Programmers do not apply the question "will this affect the user's privacy?" to every bit of code they write. What privacy laws can do is provide companies with a legal obligation to care and therefore a financial incentive to care. Companies can train programmers to take more care about potential privacy problems but that's of limited effectiveness. What's necessary is to have employees who specifically review software and other products as a part of the existing Quality Assurance process for potential privacy problems.
BTW, Google didn't claim they accidentally recorded information about wifi access points, that was quite intentional and I don't think was a problem even under European laws. The problem was the collection software stored not only the broadcast access point names and unique identifiers (necessary for using them as location landmarks for triangulation) but also snippets of sent and received wifi packets and if the access point was not set to be encrypted, private information could be exposed.
I really do think it's a bug, or at least an unintentional side effect, since Apple has nothing to gain from it and a whole lot to lose.
So it's like most other security situations - something was discovered that could have had the potential for harm, and it's conceivable that it did in some very small ways (given the many millions of iPhones in use), and Apple is fixing it so that it can't be exploited in the future.

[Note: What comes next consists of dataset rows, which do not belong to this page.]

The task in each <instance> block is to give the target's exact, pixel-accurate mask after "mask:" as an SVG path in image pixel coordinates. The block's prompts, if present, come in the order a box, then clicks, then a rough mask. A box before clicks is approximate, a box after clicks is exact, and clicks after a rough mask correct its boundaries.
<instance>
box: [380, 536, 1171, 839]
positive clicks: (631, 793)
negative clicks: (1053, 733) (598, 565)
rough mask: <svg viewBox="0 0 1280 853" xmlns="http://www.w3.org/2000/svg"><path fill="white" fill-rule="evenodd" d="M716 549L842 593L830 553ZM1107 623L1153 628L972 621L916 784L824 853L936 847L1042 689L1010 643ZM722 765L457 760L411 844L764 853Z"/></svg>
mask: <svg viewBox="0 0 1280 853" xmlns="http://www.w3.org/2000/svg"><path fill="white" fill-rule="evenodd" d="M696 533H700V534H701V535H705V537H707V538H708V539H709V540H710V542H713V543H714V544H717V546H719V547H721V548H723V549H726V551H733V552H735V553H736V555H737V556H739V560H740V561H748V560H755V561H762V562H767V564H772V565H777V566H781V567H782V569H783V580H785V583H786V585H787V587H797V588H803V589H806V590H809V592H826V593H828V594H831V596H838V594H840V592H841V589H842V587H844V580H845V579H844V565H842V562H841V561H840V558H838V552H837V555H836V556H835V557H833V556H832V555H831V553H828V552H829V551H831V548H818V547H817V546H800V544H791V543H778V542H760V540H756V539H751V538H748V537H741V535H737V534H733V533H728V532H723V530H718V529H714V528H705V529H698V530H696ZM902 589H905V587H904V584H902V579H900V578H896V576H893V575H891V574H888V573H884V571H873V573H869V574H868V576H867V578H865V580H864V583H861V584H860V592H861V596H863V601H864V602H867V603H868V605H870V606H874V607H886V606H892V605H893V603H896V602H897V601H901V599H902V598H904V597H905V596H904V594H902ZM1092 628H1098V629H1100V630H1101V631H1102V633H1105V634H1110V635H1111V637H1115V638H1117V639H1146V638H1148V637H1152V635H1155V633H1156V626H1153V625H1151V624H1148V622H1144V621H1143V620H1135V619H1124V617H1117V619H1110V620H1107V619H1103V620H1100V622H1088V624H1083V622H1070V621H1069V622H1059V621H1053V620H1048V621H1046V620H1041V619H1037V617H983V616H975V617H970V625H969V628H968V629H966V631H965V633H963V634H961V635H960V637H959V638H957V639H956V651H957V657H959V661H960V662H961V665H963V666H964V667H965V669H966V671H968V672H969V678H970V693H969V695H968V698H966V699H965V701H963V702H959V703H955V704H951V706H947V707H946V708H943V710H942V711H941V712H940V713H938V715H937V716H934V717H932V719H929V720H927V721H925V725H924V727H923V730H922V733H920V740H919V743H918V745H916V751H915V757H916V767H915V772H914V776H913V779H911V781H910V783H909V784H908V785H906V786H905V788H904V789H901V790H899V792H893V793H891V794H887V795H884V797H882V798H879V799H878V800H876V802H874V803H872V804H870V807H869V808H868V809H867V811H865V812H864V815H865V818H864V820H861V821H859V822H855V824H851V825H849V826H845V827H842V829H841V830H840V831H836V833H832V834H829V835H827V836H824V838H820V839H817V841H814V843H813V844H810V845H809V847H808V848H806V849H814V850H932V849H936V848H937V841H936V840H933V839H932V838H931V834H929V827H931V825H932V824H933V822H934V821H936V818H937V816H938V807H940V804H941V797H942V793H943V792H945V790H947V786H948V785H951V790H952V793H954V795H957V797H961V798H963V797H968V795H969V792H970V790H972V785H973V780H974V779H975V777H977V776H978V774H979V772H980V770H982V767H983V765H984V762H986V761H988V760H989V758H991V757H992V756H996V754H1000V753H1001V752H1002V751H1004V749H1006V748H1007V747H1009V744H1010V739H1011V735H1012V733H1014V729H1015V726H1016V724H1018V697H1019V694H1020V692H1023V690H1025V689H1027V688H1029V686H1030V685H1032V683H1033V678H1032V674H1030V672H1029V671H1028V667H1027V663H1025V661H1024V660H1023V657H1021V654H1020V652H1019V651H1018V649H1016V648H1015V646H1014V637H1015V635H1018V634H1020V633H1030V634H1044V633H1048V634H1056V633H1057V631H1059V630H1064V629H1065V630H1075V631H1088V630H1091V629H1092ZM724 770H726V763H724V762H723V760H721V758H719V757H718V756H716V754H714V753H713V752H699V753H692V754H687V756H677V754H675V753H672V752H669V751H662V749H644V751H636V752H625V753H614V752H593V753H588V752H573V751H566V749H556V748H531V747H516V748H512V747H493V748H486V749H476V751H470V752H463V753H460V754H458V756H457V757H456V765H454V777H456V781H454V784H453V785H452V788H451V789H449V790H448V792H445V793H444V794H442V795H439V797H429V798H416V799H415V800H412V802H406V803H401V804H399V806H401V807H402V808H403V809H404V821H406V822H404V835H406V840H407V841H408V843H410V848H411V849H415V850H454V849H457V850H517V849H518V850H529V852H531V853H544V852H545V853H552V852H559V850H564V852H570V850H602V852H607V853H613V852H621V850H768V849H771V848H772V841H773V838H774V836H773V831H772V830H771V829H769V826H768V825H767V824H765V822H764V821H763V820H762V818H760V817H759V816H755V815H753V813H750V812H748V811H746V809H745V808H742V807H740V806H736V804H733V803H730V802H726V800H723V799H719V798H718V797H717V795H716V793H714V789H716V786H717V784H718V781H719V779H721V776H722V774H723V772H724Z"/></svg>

Heck, this time we even got some explanation. But I really don't see it as a huge deal, especially given the fact that cell carriers (who can be subpoenaed, and who can have disgruntled or dishonest employees) have long been tracking and recording much more data about your whereabouts.
I think we're being realistic about this. You have to jailbreak the phone and extract a file. This means that someone has to have physical access to your phone and/or your backups in iTunes, and the means and knowledge to do the extraction. (Using the tool that was released is useful, but it purposely introduces errors, and so you have to modify that code to get the exact information.)
It seems very much like a few different bugs, and given that the information was never transmitted to Apple, I don't see a problem with their plans to fix the bug.
Google's "bug" was collecting publicly transmitted unencrypted data, which I also don't think was that big a deal because it was snippets, and it was data that any person sitting there could have gathered, and Google didn't put any of the data to use.